A friend, who was 40 at the time and going through a third, tough round of I.V.F., told Ms. Edwards she wished she had the option of egg freezing when she was younger. Ms. Edwards was persuaded.

She froze her unfertilized eggs in June 2010, before the A.S.R.M.’s official stamp of approval. She sold some jewelry, maxed out a credit card and used a portion of her inheritance to pay for the procedure. Exactly a decade later, in June 2020, the 45-year-old gave birth to a son using her frozen eggs — an outcome that the Centers for Disease Control and Prevention estimates occurs in less than 10 percent of women her age or older. Those eggs, she said, had helped her live with less urgency: She left her job, became a health coach and waited to find the right partner, meeting her husband in 2017.

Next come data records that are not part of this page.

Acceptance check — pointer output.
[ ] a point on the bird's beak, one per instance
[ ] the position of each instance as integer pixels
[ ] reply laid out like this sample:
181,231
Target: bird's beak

“I approached everything differently knowing that those eggs were there,” she said. “I was calmer about my dating life, and I wasn’t panicked about my biological clock. I feel really proud of myself for being patient.”

Emily Gertsch woke up a few weeks after her 42nd birthday with what she called “intense panic” — the sudden sense that, despite wavering in her 30s, she now knew she wanted to be a mother. Ms. Gertsch lived in New York City at the time and embarked on three separate rounds of egg freezing, one right after the other, in the summer of 2020. She didn’t expect to enjoy the process, she said. But as she sat in the waiting room between seemingly endless blood tests, looking around at rows of other women, masked and spaced out six feet apart, Ms. Gertsch felt a sense of community — something she craved during the pandemic.